Research: Assessing the potential of oilseed crops

19-07-2013 | |
Research: Assessing the potential of oilseed crops
Research: Assessing the potential of oilseed crops

A research project by Ohio State University is seeking to evaluate the many uses of oilseed crops, such as animal feed and biofuel, plus their potential to help diversify Ohio farms and increase sustainability.

Oilseed crops such as flax, camelina, canola and sunflower have been planted on a 324 acre farm in Wooster. The farm had been donated to the Ohio Agricultural Research and Development Center (OARDC) in 2002.
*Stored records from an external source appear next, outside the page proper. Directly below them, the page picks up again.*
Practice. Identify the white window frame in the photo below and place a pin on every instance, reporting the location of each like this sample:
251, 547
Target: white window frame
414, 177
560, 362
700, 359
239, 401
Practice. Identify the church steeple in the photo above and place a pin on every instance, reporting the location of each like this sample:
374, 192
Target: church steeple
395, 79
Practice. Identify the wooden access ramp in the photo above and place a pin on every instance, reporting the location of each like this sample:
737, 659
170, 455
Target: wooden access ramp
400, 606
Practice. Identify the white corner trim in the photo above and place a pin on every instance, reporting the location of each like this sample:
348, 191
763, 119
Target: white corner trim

The crops will be evaluated in terms of their growth characteristics, yield, oil content and animal feed quality. They will also be studied for their benefits to ecosystems, including floral resources for pollinators, biocontrol for pests and soil conditioning.
“Oilseed crops could offer many benefits to diversified farms,” said Hannah Whitehead, the research assistant coordinating the project. “They have the potential to add complexity to crop rotations, provide valuable ecosystem services, and deliver additional value chains in the form of on-farm biodiesel, cooking oil and highly nutritious feed for animals.”

The oilseed demonstration and evaluation project is being conducted in collaboration with Organic Valley/CROPP Cooperative, which is collecting complementary data in plots on its research farm in La Farge, Wisc. The cooperative is especially interested in longer crop rotations with more diverse crops in them for its member farms, as well as the additional on-farm value that oilseed crops could offer, Whitehead said.

In September, Organic Valley will bring its mobile oil press to the Farm to press the harvested seeds and offer a workshop for its Ohio members and other interested farmers. The oil, pressed meal and fiber will then be analyzed by OARDC researchers to evaluate their potential for fuel, cooking and animal feed.

“We’re hoping to get a picture of the economic and ecological benefits that these crops could provide to an integrated farming system, including and beyond seed oil,” Whitehead said.